After a description of the Israeli Haredi culture and its religious traditional roots, intended for the average traditional occidental ignoramus, Israel Shahak goes on to depict the public perception in Israel of such tragedies as the Baruch Goldstein massacre (relating the fact that he was of Chabadian background), and a few other less known (but no less tragic) episodes, such as the attempted bombing of the Dome, attempted terrorist bombings of Jerusalem autobuses used by secular Jews on Shabbath, and other activities of the Jewish underground.

The book ends with a rather vast historical and religious background of the political assasination of Itzhak Rabin by Yigal Amir, by analyzing some of its talmudic and traditional rabbinic roots, giving a rather vast historic overview of the "redef" and "moser" incriminations and the condemnations that have thereby repetitively happened throughout European Jewry.

By reading this book, one is also able to glean a great deal of other interesting historical informations (very often obscured, censured or shunned by traditional self-flattering Jewish historians) on various historical topics.

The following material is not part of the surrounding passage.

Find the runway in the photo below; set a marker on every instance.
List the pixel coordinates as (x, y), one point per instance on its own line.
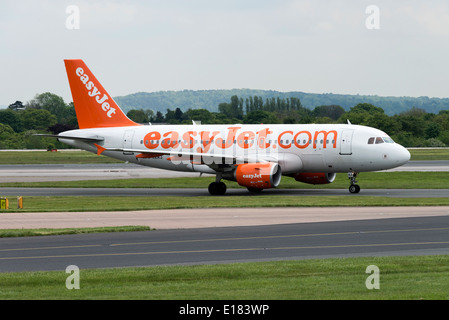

Maimonides, for example, the great and often virulent condemner of heresies, was actually considered to be himself a heretic by a few of his contemporary Rabbis, and could still today be considered as an heretic, at least by his own definition of heresy.

One also learns that European intra-Jewish persecutions (sometimes based on either religious, financial, totally irrational reasons, or a combination of these) have often rivalled, if not exceeded, persecutions incurred by Jews through non Jews... One finally tends to give credit to the author's view that traditional Judaism (which is often rather naively depicted as a return to a "golden age"), did indeed imply many harsh persecutions, unjustices and irrationalities, as democracy hardly seems to be a Jewish invention, as was bitterly experienced by many liberal thinkers and reformers, such as Baruch Spinoza given the Anathema-Excomunication (Kherem) in Amsterdam by a contemporary Rabbinical court (as to its effectiveness, it is today still not known whether Spinoza ever talked to a Jew again since his Excomunication-Ban, which happened in his early twenties). Let it be said that Spinoza himself found himself relatively lucky to live in a relatively modern and progressive city such as Amsterdam, as many of his liberal predecessors, contemporaries and followers, in other countries such as Spain, Germany, Poland, Russia, etc. did not have that luck, and did not fare that well, as history evidenced some extreme cruelty amongst Jews, which only Gentile influence was able to dampen and limit... One is finally left with the impression that having been a Jew in Germany was an altogether totally different thing than having been a Jew in Poland, or in France, or in the Netherlands, or in Great-Britain, intra-Jewish persecutions appearing to have been virtually nill in the latter (the history time-frame, just as in the USA, was there of course also much shorter).

Shahak, among a few other interesting questions and enquiries (such as whether Kabalah can still be considered as monotheism, and whether Judaism, as a practised religion, has had any fixed tenets throughout its history), also debunks the Masada myth by showing that its alleged heroes (the Masada episode and its actors have in fact not once been named in the vast amount of talmudic and post-talmudic literature) were nothing less than murderous Sarkarikin (vulgar dagger-assassins or terrorists, that committed most of their vile actions upon peacefull peasant, and sometimes even pious, fellow-Jews). The Masada Sarkarikins are unfortunately still regarded as Jewish heroes by many contemporaries.

Israel Shahak was a courageous and highly ethical man that stood up for ethics, human concern, clearsighted rationality, historic authenticity, and the belief that some things need to be told the way they are, and remains for me some kind of a very remarkable individual, a humble and decent heroe in his own time.